Dear Psychosis, There are Good Days

 

    Dear Psychosis,
        There are so many good days! Do I struggle daily with symptoms? Of course I do, but I try my hardest to make the best of every day. I have learned that life goes on. I have done my share of self-wallowing. Not wanting to get out of bed, not showering, wasting the day away. Asking questions like "Why Me?" Depression has definitely gotten the best of me before. Most days my anxiety is crippling. I have to remind myself that life is worth living. That's when I remember the good things in my world. My family, my daughter, I wake up and get dressed, fix my hair and makeup. Because I don't want her making negative memories about me. Not just memories for her, but for my own memories too. 
    For a while I didn't think I would ever be happy again after being diagnosed with a disease that has such a stigma tied to it. Where is the sunshine in that? So some days it's the little things I try to find joy in such as seeing a sweet little squirrel on a tree outside my window, maybe a smile from a perfect stranger, or just the quiet (that last one means a lot for someone who has psychosis).
    I enjoy my village! I love getting together and playing games, watching movies, or maybe just grabbing dinner together. I may not be a hugger, but having the warmth of laughter and love from them means everything. I am only human, which means I need that human interaction. Don't get me wrong, some days it's hard to be around others, but I still have the craving to be social. It brings me joy to spend time with my family and friends. 

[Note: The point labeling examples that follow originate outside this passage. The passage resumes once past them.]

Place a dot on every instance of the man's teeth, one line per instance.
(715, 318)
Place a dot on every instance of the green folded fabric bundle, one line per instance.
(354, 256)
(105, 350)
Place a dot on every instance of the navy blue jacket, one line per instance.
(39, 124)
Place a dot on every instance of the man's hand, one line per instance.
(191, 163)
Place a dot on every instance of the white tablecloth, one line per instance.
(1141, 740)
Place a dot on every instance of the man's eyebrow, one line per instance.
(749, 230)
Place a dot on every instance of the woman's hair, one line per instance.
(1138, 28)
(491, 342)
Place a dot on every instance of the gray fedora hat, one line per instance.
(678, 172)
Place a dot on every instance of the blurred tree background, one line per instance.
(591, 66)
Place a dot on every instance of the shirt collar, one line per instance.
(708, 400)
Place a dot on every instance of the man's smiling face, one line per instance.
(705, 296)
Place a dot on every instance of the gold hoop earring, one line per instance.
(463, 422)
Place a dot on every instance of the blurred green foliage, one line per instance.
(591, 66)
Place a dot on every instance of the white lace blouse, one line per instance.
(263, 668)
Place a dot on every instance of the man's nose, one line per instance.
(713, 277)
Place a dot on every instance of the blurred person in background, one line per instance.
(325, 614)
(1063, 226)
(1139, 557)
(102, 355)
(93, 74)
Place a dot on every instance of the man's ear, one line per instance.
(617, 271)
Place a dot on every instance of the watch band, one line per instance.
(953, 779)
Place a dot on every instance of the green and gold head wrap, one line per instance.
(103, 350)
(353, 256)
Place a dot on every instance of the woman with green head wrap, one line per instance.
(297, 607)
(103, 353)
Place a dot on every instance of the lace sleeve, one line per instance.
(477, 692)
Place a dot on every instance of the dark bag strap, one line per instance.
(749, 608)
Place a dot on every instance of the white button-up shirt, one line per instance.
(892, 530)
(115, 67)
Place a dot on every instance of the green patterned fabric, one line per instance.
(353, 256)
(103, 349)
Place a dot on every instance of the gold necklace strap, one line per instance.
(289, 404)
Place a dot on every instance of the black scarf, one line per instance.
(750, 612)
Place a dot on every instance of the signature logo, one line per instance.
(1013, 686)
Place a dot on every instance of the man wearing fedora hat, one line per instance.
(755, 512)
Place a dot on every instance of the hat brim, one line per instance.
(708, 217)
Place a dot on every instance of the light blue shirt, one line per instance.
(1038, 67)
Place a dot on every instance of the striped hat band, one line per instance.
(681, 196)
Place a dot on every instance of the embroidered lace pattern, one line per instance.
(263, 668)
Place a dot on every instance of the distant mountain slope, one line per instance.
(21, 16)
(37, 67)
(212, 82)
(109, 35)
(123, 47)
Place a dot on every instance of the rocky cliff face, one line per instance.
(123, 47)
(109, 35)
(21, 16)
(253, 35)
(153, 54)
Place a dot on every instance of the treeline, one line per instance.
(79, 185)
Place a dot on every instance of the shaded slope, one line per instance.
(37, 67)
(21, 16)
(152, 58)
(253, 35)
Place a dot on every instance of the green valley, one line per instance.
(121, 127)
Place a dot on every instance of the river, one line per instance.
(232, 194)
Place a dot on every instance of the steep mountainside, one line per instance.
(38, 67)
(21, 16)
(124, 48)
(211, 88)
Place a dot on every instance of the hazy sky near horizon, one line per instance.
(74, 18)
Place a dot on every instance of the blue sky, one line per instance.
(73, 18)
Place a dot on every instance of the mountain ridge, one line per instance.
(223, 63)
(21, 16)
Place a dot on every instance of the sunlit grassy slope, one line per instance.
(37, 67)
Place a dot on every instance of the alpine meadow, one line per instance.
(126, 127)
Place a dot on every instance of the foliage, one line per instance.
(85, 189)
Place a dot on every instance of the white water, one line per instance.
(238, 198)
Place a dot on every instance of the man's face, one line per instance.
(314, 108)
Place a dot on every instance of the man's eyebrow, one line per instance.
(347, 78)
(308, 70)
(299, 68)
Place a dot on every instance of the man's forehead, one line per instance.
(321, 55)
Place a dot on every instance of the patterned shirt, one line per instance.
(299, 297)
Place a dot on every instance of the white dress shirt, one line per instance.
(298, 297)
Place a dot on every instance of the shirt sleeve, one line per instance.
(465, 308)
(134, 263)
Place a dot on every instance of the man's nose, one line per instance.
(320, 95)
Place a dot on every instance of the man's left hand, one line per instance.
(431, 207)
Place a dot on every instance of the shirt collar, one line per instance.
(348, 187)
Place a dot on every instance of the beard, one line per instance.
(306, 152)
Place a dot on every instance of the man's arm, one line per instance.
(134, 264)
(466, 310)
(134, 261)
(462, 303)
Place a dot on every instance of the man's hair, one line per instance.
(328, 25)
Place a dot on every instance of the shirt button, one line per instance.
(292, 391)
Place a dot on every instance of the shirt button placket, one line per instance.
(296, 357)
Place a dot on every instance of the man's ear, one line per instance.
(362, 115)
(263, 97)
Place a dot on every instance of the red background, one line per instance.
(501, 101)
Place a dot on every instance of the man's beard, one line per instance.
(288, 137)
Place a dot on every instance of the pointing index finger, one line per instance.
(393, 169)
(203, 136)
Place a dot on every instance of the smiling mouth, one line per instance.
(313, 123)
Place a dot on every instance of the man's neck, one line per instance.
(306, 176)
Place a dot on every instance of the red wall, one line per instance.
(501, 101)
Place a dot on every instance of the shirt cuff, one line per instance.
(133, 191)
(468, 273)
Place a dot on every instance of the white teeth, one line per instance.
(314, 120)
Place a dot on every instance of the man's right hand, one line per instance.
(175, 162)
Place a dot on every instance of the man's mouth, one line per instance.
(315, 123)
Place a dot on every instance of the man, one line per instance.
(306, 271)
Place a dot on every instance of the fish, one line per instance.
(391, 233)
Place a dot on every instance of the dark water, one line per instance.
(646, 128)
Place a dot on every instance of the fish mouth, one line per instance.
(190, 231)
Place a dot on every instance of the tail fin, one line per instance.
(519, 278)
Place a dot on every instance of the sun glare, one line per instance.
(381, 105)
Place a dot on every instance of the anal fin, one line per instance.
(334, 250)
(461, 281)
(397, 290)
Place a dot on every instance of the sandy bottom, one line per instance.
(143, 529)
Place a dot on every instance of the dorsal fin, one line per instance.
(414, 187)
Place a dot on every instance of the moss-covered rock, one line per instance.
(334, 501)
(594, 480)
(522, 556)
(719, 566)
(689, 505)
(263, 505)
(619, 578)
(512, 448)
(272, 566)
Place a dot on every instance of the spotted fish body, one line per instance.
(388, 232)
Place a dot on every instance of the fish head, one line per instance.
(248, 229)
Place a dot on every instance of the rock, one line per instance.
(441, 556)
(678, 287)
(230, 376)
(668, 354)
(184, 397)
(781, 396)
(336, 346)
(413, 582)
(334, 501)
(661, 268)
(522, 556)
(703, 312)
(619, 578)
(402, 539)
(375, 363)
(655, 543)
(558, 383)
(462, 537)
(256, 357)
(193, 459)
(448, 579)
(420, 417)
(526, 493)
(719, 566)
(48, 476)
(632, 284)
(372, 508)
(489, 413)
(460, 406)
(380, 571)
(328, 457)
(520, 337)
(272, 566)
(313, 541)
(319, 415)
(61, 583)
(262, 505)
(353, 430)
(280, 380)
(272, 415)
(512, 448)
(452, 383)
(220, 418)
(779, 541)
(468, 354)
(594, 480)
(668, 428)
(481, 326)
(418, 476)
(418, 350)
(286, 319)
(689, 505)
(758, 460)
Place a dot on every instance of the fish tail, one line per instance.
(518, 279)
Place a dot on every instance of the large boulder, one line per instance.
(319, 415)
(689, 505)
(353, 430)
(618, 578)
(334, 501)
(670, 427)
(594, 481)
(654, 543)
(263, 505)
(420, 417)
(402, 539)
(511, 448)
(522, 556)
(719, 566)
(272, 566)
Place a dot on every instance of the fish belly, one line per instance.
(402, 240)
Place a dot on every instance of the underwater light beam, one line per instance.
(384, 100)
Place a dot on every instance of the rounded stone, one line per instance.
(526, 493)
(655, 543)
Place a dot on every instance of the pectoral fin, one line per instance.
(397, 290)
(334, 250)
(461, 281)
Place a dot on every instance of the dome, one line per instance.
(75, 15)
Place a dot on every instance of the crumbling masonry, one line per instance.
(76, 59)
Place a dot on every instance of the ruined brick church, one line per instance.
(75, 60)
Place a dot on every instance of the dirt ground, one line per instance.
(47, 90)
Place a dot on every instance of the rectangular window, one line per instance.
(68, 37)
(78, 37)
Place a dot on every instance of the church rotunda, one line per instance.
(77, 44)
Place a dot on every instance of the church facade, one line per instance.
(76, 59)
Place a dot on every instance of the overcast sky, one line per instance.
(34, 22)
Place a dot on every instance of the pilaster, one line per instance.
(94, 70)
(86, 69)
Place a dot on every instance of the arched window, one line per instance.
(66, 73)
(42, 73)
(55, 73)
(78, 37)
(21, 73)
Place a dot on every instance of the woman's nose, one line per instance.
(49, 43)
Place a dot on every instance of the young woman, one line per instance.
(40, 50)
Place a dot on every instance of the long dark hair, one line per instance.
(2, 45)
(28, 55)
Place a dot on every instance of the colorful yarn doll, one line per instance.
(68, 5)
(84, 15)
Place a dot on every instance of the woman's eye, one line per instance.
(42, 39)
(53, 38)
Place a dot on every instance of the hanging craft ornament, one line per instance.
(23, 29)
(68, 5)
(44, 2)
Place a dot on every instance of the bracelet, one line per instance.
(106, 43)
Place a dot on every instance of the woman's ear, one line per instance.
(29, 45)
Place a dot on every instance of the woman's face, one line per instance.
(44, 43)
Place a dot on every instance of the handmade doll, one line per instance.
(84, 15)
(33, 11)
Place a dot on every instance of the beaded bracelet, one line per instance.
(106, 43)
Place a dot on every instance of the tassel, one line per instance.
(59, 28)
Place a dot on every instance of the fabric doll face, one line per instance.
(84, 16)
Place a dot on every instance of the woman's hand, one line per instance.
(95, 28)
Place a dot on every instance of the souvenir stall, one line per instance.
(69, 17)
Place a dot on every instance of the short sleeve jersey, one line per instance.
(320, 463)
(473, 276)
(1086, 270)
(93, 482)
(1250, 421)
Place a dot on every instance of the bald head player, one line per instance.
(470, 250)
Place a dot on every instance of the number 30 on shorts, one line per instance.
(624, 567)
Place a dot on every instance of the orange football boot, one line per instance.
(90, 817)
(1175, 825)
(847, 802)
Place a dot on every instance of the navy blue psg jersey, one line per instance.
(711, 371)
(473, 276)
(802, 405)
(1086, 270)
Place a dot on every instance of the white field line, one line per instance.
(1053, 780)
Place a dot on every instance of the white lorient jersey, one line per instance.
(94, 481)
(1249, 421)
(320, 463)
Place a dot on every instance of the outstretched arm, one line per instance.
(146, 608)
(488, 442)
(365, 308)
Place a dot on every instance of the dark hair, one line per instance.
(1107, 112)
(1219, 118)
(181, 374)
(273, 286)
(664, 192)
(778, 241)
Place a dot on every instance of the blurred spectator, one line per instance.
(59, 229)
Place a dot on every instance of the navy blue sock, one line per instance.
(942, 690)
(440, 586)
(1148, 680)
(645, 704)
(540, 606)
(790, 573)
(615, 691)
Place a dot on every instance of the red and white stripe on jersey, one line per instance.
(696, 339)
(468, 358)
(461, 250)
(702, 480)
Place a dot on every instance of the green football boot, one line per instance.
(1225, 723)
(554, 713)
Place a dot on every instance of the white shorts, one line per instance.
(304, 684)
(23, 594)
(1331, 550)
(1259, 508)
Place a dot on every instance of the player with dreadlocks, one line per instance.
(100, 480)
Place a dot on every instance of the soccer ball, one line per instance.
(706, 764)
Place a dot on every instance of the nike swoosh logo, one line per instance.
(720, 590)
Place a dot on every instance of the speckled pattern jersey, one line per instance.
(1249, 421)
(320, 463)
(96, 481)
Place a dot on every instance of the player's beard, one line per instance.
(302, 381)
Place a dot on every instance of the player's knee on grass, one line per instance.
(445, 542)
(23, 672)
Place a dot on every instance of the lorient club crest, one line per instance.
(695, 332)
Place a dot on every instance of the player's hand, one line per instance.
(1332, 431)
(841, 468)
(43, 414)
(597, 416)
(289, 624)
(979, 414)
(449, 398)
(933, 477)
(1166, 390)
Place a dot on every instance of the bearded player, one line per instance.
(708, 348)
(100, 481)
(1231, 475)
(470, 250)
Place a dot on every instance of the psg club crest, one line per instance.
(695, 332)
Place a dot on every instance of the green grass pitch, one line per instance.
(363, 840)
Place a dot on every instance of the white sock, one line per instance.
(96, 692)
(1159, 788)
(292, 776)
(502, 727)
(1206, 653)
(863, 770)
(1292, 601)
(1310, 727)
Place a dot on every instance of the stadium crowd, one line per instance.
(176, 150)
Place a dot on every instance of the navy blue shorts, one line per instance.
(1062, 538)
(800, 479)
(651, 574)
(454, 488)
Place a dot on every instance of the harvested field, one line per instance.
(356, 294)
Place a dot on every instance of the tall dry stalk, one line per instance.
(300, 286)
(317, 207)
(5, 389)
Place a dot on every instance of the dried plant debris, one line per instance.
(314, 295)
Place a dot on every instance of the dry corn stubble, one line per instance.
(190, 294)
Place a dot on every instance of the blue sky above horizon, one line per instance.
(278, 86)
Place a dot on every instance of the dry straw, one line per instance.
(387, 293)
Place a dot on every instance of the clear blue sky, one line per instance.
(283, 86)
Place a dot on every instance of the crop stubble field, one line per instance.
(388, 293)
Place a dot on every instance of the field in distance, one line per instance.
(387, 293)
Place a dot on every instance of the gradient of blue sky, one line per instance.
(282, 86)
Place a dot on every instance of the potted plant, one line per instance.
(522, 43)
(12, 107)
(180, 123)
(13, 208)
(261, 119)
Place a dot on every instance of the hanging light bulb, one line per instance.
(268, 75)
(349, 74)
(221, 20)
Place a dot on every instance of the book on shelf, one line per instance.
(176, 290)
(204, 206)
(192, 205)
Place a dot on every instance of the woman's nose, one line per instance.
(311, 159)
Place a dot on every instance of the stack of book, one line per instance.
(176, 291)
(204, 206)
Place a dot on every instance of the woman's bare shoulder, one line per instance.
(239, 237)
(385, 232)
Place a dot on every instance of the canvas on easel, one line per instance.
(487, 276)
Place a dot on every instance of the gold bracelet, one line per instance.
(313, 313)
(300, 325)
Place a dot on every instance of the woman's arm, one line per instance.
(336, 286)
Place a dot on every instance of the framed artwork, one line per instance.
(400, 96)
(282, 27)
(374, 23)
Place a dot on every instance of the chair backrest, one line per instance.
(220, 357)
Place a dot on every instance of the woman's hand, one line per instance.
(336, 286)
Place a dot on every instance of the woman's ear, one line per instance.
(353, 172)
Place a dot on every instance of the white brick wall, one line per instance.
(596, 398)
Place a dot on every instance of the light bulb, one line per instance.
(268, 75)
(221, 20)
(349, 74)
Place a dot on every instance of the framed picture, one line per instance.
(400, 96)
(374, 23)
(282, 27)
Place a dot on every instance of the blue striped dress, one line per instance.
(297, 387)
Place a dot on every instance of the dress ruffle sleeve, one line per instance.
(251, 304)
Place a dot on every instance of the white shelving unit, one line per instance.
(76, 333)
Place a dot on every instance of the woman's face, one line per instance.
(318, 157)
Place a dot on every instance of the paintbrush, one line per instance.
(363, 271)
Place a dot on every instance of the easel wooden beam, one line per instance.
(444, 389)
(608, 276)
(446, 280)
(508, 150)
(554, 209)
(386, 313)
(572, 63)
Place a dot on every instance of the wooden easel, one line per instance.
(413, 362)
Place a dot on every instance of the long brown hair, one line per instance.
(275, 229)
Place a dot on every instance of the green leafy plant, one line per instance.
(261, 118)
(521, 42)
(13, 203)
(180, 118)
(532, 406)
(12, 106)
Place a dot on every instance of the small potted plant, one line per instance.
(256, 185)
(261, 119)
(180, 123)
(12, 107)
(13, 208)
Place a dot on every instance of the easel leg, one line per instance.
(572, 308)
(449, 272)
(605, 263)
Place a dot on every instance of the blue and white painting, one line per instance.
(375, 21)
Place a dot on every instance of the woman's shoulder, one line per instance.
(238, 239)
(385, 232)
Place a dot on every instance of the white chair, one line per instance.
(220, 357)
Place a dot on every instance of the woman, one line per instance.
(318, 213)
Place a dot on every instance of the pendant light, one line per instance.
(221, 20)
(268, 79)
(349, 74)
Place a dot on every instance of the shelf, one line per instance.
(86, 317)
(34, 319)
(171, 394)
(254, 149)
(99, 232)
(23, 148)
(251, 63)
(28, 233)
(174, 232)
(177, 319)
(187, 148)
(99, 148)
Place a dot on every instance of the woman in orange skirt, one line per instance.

    Sometimes a good day is a day spent alone with no interaction at all. A day of music, podcasts, a good drive, maybe a small hike, listening/reading a good book, or maybe even blogging. I also enjoy doing different craft projects such as drawing, card making, making holiday decor, etc. Sometimes it's nice to distract my mind with a project. Having that alone time to get lost in something that I'm creating and not having my mind on the voices, shadows, or other symptoms that rear their ugly heads.
    Most days, the good in my day is getting up and sticking to a routine. I get up and shower, get dressed, do my makeup, put earrings on, pick out a spunky pair of glasses. When I stick to my routine, I feel like I'm ready to face the day. Like I can take on anything. Don't get me wrong, some days I'm lucky to shower. There is something about a little self-care that helps boost your mental health. I struggle with mental health and if there is something as simple as a routine to help shape my day in the best way it can go, please sign me up! My good days need some kind of structure even if it's simple, like having some kind of plan for my day. For example: Get up get ready, go to work, come home and read a book, pick up my daughter from school, and come home and cook dinner. Schedules / routines can be as vague or as complex as you would like. I just need something to help keep my day from going array.
    There is so much happiness in my life, I try not to let the cloudy days take it away. Clouds are constantly moving and the sun will eventually shine through. Smile a little more, laugh with that friend, and be blessed by the world around you.